4 min read

Using xcmsrocker on HPC via Singularity

Docker should be the most popular container platform. Container distribution via dockerhub makes it easy to provide all-in-one development/data analysis environment for scientist. It’s always a good idea to use container on the high performance computing (HPC) cluster to accelerate data processing. Since Docker provides root access to the system they are running on, it’s always not allowed to be used on HPC. On the other hand, Singularity is more friendly to scientific research with MPI support, as well as security restriction.

I released xcmsrocker image for metabolomics data analysis for a long time and always said that it should be easy to deploy on HPC or cloud computing platform.

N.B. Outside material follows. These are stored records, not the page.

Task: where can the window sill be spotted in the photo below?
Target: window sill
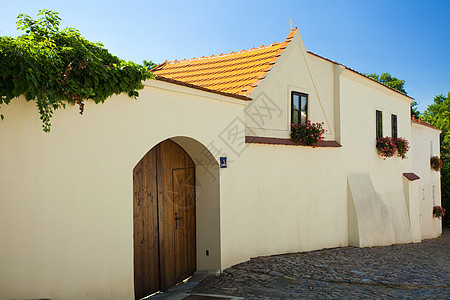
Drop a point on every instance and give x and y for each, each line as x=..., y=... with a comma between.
x=287, y=142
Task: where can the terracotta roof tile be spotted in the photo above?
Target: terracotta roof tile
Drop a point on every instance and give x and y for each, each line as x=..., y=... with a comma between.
x=235, y=73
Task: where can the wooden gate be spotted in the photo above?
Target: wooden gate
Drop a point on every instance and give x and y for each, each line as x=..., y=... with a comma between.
x=164, y=219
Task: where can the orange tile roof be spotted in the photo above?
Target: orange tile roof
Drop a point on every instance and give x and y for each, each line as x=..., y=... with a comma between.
x=235, y=73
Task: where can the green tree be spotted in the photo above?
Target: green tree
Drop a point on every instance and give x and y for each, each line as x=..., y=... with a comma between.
x=438, y=114
x=53, y=67
x=390, y=81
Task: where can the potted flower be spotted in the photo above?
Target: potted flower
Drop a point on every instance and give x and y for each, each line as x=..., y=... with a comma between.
x=386, y=147
x=402, y=146
x=309, y=133
x=438, y=212
x=436, y=163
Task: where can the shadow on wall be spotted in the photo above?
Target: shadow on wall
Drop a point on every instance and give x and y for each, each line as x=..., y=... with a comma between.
x=372, y=221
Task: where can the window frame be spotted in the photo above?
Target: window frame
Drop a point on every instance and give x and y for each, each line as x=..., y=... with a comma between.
x=394, y=126
x=300, y=106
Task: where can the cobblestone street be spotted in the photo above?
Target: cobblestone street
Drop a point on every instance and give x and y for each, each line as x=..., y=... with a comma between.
x=409, y=271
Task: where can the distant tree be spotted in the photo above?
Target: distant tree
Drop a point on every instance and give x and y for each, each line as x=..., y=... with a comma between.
x=438, y=114
x=149, y=64
x=390, y=81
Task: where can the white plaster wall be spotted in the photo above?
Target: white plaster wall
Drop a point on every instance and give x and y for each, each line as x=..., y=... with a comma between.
x=360, y=98
x=66, y=209
x=421, y=153
x=291, y=199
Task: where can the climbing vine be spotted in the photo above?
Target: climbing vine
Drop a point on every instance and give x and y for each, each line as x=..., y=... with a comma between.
x=53, y=67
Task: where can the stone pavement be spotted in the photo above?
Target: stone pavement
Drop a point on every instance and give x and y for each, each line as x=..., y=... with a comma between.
x=409, y=271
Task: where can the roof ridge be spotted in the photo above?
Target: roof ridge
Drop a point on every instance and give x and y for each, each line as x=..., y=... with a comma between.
x=237, y=72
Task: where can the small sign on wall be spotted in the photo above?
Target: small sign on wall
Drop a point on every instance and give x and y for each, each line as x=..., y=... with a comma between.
x=223, y=161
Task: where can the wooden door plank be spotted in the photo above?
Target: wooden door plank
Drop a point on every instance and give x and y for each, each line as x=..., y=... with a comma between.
x=145, y=225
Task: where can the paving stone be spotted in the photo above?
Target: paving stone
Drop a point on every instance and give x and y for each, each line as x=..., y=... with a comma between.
x=408, y=271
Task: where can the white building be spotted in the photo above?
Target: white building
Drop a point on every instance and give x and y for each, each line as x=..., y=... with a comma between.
x=136, y=195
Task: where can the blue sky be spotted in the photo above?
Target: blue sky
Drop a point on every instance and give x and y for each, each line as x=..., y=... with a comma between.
x=408, y=39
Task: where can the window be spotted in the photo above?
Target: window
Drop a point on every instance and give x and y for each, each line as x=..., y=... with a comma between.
x=379, y=123
x=431, y=148
x=394, y=125
x=299, y=108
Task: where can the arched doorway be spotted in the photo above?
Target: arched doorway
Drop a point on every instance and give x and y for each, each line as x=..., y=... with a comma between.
x=164, y=218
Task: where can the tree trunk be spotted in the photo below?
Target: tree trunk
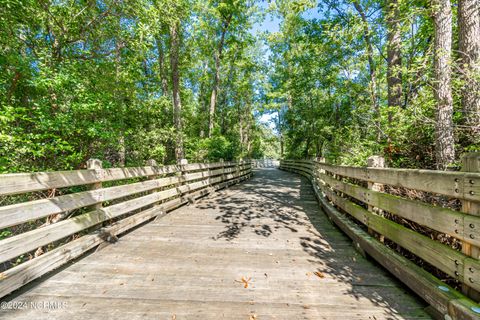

It’s always right for the latter options and you can use docker image on the most popular cloud. However, you will need some extra work for HPC.

The first issue is to build a Singularity image from a docker image hosted on Docker Hub. You need to load singularity module after login on HPC:

ml singularity

Then pull the xcmsrocker image

singularity pull docker://yufree/xcmsrocker:lastest

Now you will find a file with name ‘xcmsrocker_latest.sif’ in you home folder. If your HPC use slurm for job management, you can use the following job script and save as a file called “rstudio-server.job”:

#!/bin/sh
#SBATCH --time=05:00:00
#SBATCH --signal=USR2
#SBATCH --ntasks=1
#SBATCH --cpus-per-task=2
#SBATCH --mem=8192
#SBATCH --output=/home/%u/rstudio-server.job.%j

# Create temporary directory to be populated with directories to bind-mount in the container
# where writable file systems are necessary. Adjust path as appropriate for your computing environment.
workdir=$(python -c 'import tempfile; print(tempfile.mkdtemp())')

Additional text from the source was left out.